Sショック・バレッタMマジック9。私が使うヴァルサーよりも、威力は低いけど取り回しのいい銃よ。魔導銃マスケットは撃ったことあるね?」

「はい。お父様の趣味の狩りに付き合ったことがありますので」

「ならよし。基本的にはサイズが小さいだけでやることは変わらないから」


 とは言っても、私が銃を向けていたのは野生の動物に対してであり、人に向けるなんてのはしてはいけないことと教わっている。だから、アルルのように人を撃てるかどうか。

 手の中にあるバレッタの重みを感じ、銃を見つめてみても、私には自信がなかった。


「やるからには、覚悟決めな」


 アルルは冷たく言い放つ。

 覚悟──。

 そうだ。悪いこともしてみせる、そう言ったじゃないか。

 ここはもう怪盗の世界。日の当たる場所からは外れている、悪党の生きる場所だ。そこへ私は望んで飛び込んできたのだから、いまさらできないとは言ってはいられない。アルルやジャンヌのように、やらねばならないのだ。


 バレッタに魔導マナを通すと、銃が淡く光る。無事に起動した合図だ。私はバレッタを怪盗スーツの腰元についているケースにしまって、懐中時計を見る。


「十時……」

「もう少ししたら、伯爵の魔導列車トレインが来る。そろそろ、姿を消して駅で待機した方がいい」

「分かりました」


 段取りにしたがって丘を下ろうとしたとき、アルルが私の肩を叩いた。


「いってらっしゃい」

「いってきます」


 送り出してくれた彼女に言葉を返し、丘を下ってゆく。

 肩に感じたアルルの力強さと温かみ、その感触がまだ残っている。なんだかアルルが側にいてくれるように感じられて、とても嬉しかった。


 少し、風が出てきた。荒野の乾いた風が頬を撫でる。
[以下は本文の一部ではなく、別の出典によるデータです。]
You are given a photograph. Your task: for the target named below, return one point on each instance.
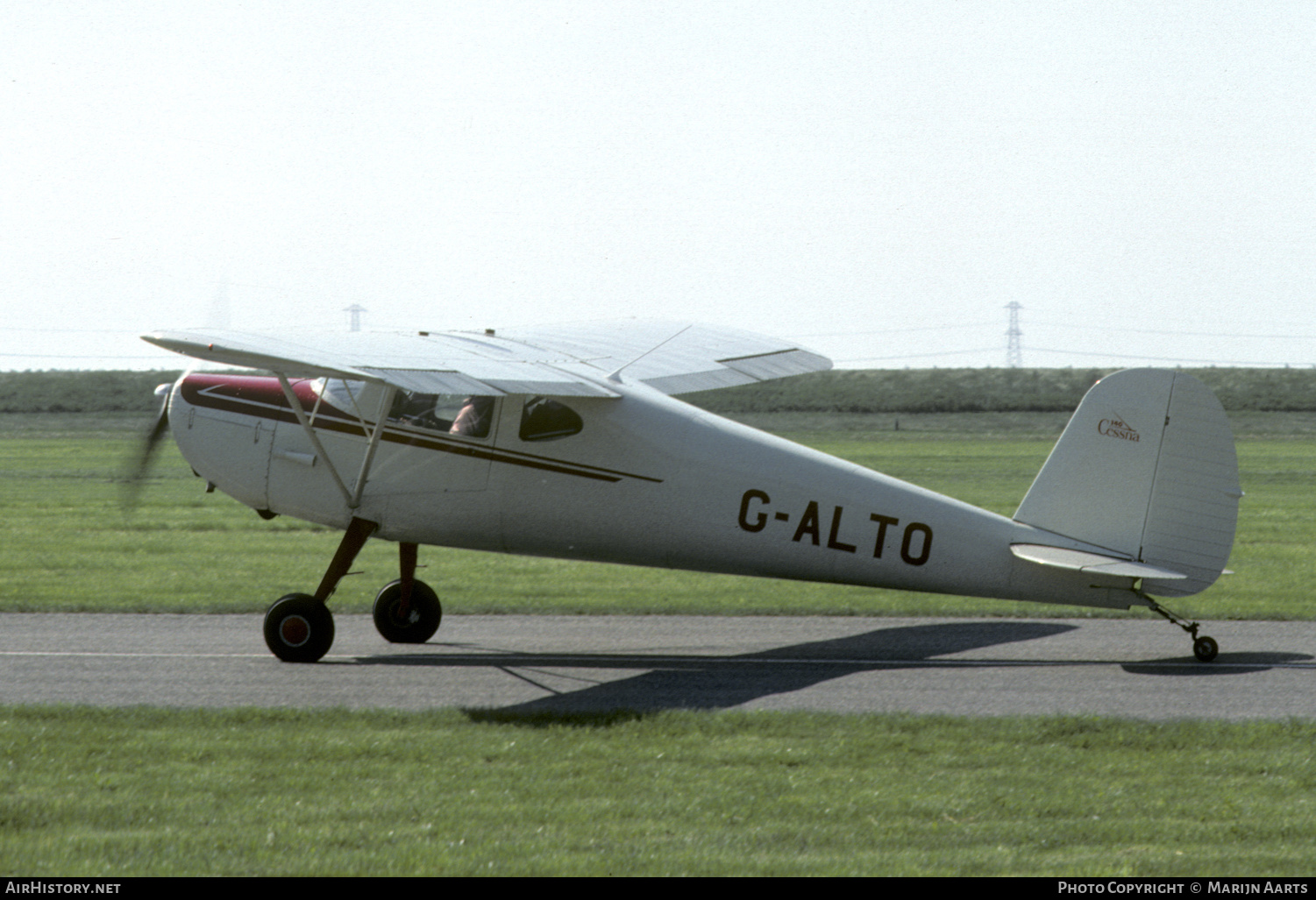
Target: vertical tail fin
(1147, 469)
空には雲が出始め、星や月を隠していった。


 急な岩肌を降りきり、手近な物陰に身を隠す。そこで周囲の様子を窺いながら、水晶の指輪に魔導マナを通し、


「発現、インビジブル」


 私の姿を完全に消し去る。

 怪盗服に、ストール、バレッタに至るまで完全に透明化していた。今日も相変わらず、この能力スキルの調子だけは良好のようだ。


 姿を消したまま、駅に駆け込む。

 駅は小さな建物と、アルルが線路と言った道の脇に屋根のような長い庇がかかった場所からできていた。庇の下は地面が他に比べて一段高くなっており、アルルが言うにここは“プラットフォーム”という名前らしかった。


 駅の中はがらんとしていて、誰もいない。建物の方も鍵がかかっていて入れなかったので、私はプラットフォームの上で待つことにした。庇を支える柱にもたれかかっていると、荒野の向こうに黒い影が見えた。


「なんだろう……?」


 その影はどうやらこちらに近づいてきているようで、急いで私はもたれかかっている柱の裏に隠れる。
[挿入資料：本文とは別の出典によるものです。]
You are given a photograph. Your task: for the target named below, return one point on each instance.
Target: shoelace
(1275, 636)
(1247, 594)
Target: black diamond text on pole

 やってきたのは昼に遠くから見た魔導列車トレインだった。列車は耳を塞ぎたくなるほど大きな音を立てて、プラットフォームの横にぴたりと横付けした。


 巨大な箱が延々と連なっている。実際に魔導列車トレインを目の前にすると、その大きさに圧倒されてしまう。私はどうやら進行方向に向かって一番後ろにいるようだが、先頭の箱はここから離れすぎてあまり見ることはできなかった。そして、これだけの大きさのものが馬もなく動くという事実に、感心してしまう。


 すると、魔導列車トレインから誰かが降りてきた。杖をつきながら歩く、小太りの紳士。あの姿には見覚えがある。お父様が開いた夜会でもよく見た顔、昼間の鉄道伯爵。間違いない、マーキス・モートン伯爵だ。


 伯爵が大きな鞄を持ってプラットフォームを歩いてくる。彼はそのまま真っ直ぐに駅の建物の方へ向かい、周囲に誰もいないことを確認すると、その中に入っていった。


 こんな時間に無人の駅で、モートン伯爵があそこで何をしているのかは気になるところではある。しかし、私の目的はこの魔導列車トレインの中にあるドリュアスの心臓。忍び込むなら、列車の主が不在にする今をおいて他にない。


 私は手近な箱に付いている扉を開け、中へ飛び込む。すると、何やら音が聞こえた。

 キン、キンと心地のよい高音が右耳の近くに聞こえている。


「なんだろう……?」


 ……ああ、そういえば。

 私は思い出して、アルルに貰った耳飾りに触れると、


『はいはーい。こちら、アルル。聞こえるー?』


 不思議なことに彼女の声がハッキリと聞こえてきた。


「ええ、聞こえます……! アルルさんが、そこにいるみたい。すごいですね、これ」

『でしょ、私とジャンヌの自信作。

 まぁ、余計なお喋りはこの辺にして。上から見てたけど、上手いこと魔導列車トレインに侵入できたね』

「はい、なんとか」

『アンリに盗ってきてもらう“ドリュアスの心臓”は魔導列車トレインの機関部、つまり先頭の車輌にある。まずはそこに向かって』

「分かりました」

『ま、乗ってるのは伯爵だけだろうから、難しいことはないかな。でも、何かあれば私たちに知らせて。耳飾りを触れば呼び出せるから。それじゃ、よい旅を』


 プツリとアルルの声が途切れる。

 この耳飾り、実に不思議な魔導具だ。離れている人と話すことができるなんて、どんな仕組みなんだろうか。分からないことは分からないが、これがあれば離れた仲間にも情報を瞬時に伝えることができる。それは日常生活でも、戦いにおいても、かなり役に立つだろう。

 ただ、これで話してるとき、周りからは独り言に見られるわけで。不思議な人だと思われてしまうのは考えようだけど。

 とりあえず使い方は覚えた。いつでもアルルと連絡が取れると思うと、たった一人で敵陣に忍び込んだとはいえ心強かった。


 ──ガタン。


 大きな音がして、身体が後ろ向きに引かれたような感じがした。窓の外を見れば、少しずつ駅は遠ざかっている。


 魔導列車トレインが動き出した。怪盗へと至るための、試練の旅路が始まったのだ。